How much does it cost to live in China? How does banking work for expats in China? And how do you handle taxes from abroad? We answer all these questions and more.
You need to keep in mind your income tax situation, both in China and at home. Only because you are living and working abroad does not mean that you don’t have to file a tax return at home, at least if home is the US. This may differ for other countries. Please consult your tax adviser.
It is important to understand the tax situation, both at the federal level and for your specific state, to know what you need to keep track of, e.g., what dates and numbers you will need once tax times comes around.
Is coming to China a smart financial move for you? Well, the answer is again: that depends. (Do you sense a pattern here?) The overall cost of living in Beijing is rising and comparable to other capital cities. Cost of living rankings for Beijing vary from one study to the next, depending on what cost items are included.
The reality is, life in Beijing can be very cheap or very expensive. Western standards including housing, food, groceries will cost you Western prices plus a premium. Local stuff often is really cheap. Mixing both, some Western and some local, allows you a decent standard of living without breaking the bank.
Cards are not used as much as in the US. Instead almost everything can be paid with your phone, using WeChat Wallet or AliPay.

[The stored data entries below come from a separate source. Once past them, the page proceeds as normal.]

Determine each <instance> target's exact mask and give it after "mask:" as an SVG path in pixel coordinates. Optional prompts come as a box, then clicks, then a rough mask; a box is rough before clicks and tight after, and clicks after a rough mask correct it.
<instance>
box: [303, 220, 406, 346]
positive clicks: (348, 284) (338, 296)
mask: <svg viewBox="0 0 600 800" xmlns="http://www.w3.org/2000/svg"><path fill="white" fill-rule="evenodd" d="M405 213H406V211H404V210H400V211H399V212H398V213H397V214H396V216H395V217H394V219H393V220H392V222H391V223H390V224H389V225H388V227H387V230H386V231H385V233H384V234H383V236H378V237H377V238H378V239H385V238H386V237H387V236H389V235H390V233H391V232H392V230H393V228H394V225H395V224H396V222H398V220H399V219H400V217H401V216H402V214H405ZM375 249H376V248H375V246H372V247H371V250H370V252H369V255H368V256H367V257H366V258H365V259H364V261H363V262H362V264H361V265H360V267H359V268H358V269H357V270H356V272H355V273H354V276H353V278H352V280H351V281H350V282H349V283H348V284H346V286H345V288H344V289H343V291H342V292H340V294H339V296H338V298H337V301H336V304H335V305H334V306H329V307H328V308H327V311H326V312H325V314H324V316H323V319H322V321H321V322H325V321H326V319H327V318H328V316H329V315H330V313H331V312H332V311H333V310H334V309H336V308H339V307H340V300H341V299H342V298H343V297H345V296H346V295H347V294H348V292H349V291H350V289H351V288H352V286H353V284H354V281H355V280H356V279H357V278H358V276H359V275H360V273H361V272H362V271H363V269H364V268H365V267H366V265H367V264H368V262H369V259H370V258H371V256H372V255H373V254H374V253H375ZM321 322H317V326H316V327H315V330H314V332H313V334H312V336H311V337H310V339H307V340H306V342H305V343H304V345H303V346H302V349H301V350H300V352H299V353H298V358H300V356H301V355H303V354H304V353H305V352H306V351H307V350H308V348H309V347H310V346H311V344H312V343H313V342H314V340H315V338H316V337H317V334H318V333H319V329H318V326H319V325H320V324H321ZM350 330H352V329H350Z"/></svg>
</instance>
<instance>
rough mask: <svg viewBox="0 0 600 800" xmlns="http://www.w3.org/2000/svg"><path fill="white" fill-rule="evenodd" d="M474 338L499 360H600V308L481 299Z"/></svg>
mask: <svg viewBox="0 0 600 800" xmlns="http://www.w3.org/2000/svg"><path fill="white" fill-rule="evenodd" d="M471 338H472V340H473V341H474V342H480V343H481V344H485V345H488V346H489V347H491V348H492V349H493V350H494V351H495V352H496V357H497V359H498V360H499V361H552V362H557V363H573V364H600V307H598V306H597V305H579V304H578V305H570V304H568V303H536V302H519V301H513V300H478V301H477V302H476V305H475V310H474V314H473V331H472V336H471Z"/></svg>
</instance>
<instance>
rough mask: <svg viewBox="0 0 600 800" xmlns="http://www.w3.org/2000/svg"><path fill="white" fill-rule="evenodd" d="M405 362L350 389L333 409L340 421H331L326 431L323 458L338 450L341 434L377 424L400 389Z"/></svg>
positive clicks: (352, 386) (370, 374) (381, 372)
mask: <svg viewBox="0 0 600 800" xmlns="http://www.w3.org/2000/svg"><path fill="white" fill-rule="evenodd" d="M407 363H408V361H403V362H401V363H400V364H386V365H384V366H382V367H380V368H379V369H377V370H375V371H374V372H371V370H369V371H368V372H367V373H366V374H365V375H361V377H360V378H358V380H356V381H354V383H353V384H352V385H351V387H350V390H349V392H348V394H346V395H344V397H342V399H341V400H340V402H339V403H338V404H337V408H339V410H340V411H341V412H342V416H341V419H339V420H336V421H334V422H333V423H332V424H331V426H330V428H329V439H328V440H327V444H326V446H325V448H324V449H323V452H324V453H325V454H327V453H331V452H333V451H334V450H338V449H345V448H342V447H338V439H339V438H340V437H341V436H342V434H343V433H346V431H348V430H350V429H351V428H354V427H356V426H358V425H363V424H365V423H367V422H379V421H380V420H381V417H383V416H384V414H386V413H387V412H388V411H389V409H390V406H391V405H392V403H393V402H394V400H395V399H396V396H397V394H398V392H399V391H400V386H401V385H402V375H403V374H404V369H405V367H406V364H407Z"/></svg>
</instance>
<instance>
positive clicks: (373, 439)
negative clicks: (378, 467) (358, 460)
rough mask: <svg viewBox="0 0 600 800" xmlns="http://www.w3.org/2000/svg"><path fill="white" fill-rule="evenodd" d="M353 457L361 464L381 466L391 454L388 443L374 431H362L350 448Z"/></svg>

You can use your American (or other country) ATM card to withdraw Chinese RMB at many Chinese ATMs. Fees differ between banking alliances, so it is worth paying attention to the logos on the ATM machine and the back of your card. ATMs are at banks, in shopping malls and at other locations. If you get paid in China or want to cut back on foreign ATM fees, you will need to open a Chinese bank account. The Chinese banking system is a bit different but with some initial help of a Chinese friend manageable.